The incidence of Candida esophagitis is increased in SSc patients with GERD, particularly those on chronic acid suppressive therapy,[11,29] and although therapy for 2–4 weeks with fluconazole is effective in eradicating the infection, it recurred in almost all of the patients.[29]
In general, surgical antireflux therapy should be approached with caution in scleroderma patients with severe GERD since the procedure may itself further worsen the emptying capacity of an already-damaged distal esophagus.[20] Nevertheless, fundoplication has been shown to reduce GERD in SSc patients,[30] while esophageal strictures are managed by endoscopic dilatation of the involved area.
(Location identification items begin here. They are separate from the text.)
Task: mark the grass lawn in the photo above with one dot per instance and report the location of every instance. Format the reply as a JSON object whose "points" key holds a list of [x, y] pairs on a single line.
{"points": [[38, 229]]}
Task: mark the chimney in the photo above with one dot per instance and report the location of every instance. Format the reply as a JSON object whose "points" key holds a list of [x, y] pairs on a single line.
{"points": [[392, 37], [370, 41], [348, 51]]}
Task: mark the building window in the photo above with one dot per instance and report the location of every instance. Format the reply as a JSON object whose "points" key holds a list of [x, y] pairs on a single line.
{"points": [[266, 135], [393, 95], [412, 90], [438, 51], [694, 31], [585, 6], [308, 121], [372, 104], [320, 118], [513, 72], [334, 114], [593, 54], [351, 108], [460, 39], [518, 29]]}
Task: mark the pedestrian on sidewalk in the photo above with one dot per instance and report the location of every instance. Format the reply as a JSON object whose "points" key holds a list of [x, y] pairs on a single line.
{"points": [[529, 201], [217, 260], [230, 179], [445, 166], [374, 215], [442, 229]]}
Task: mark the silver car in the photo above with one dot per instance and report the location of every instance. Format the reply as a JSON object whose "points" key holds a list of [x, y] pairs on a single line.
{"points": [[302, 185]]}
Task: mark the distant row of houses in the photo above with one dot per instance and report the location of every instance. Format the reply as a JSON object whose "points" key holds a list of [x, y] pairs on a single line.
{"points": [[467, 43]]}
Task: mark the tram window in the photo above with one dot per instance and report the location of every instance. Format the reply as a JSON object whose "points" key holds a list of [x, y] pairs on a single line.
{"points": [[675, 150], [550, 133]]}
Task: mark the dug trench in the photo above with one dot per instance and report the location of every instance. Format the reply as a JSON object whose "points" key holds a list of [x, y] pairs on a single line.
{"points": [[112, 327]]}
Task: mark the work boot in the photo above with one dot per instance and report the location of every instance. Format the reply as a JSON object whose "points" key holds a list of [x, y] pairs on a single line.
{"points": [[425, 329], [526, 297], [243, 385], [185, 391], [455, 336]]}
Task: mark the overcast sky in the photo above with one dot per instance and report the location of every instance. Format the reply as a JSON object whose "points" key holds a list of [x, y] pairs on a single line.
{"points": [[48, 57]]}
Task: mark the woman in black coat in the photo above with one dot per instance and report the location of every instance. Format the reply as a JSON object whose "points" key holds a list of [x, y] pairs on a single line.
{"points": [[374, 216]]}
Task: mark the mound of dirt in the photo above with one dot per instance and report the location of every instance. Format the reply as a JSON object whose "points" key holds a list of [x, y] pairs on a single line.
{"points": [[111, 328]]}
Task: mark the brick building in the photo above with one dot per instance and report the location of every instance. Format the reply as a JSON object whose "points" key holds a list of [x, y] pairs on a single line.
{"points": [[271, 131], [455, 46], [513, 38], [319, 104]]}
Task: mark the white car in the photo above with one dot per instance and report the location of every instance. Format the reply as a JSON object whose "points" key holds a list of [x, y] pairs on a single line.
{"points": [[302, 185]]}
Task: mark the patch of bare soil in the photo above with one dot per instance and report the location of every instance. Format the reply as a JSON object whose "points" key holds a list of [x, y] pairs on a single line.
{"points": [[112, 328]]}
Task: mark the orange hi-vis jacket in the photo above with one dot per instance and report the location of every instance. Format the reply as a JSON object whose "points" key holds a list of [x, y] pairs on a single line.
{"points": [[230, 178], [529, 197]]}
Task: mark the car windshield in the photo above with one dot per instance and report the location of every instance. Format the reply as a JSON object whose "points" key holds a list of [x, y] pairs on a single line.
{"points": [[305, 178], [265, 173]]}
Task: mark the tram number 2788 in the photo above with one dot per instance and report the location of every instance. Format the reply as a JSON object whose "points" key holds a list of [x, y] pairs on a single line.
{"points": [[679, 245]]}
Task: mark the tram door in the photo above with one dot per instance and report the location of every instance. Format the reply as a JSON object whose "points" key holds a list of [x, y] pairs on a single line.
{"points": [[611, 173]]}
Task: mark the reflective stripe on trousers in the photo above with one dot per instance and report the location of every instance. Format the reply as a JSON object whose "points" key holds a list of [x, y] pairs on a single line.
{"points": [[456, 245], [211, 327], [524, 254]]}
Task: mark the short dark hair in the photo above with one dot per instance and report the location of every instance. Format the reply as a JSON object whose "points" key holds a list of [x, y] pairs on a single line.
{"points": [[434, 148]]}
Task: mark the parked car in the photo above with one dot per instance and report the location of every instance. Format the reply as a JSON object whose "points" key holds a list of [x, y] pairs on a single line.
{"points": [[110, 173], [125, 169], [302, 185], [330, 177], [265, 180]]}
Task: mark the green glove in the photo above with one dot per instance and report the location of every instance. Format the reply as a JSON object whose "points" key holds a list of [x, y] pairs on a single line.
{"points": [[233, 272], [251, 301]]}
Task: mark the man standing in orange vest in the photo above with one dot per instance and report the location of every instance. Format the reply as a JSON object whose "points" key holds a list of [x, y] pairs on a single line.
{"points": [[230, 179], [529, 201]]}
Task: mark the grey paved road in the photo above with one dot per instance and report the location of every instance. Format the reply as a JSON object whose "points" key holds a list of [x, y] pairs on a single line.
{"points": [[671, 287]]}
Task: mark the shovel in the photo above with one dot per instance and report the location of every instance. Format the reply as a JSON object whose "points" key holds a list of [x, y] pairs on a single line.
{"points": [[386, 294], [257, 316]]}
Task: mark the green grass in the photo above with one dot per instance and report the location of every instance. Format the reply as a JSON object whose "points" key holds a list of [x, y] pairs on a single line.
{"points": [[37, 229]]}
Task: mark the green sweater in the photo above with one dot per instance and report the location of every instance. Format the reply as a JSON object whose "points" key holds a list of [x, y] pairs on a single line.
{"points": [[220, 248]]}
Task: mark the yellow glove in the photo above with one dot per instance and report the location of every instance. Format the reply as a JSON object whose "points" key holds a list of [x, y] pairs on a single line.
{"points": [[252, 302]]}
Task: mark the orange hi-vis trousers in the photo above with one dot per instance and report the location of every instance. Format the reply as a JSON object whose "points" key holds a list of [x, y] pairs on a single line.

Chronic GERD can lead to metaplasia of the lower esophageal mucosa, whereby normal squamous epithelium is replaced by columnar and goblet cells, and this is characterized as Barrett’s esophagus (BE). In total, 5–15% of patients develop BE due to chronic GERD regardless of etiology.[31,32] One report estimated that 12.7% of SSc patients with GERD developed BE over a 2-year follow-up while on a PPI.[33] BE can frequently lead to dysplasia and these patients are at increased risk for adenocarcinoma,[34] while specific recommendations for the best endoscopic follow-up strategy in SSc-related GERD patients needs to be assessed in future studies, patients with GERD and BE should undergo endoscopy every 2–3 years. If low-grade dysplasia is diagnosed, a yearly endoscopy is recommended and every 3 months if high-grade dysplasia is present.[32]
A new distinct pattern of interstitial lung disease (ILD) has been described in SSc patients called centrilobular fibrosis (CLO)[35] and has been linked to GERD. This is a pathologically different pattern than other ILD patterns described in SSc patients (nonspecific interstitial pneumonia and usual interstitial pneumonia), and thus aggressive management of GERD may result in better pulmonary outcome.[10,36]
A recent study using pH impedance monitoring in SSc patients off PPI therapy compared acid reflux in patients who had ILD on their high-resolution CT of the chest versus patients who did not have ILD, and they showed that patients with ILD were more likely to have acid and nonacid reflux episodes and a higher number of reflux episodes reaching the proximal esophagus.[37] In another study, six patients with SSc-ILD possibly related to GERD who were treated with anti-reflux therapy showed stability after 12 months.[38]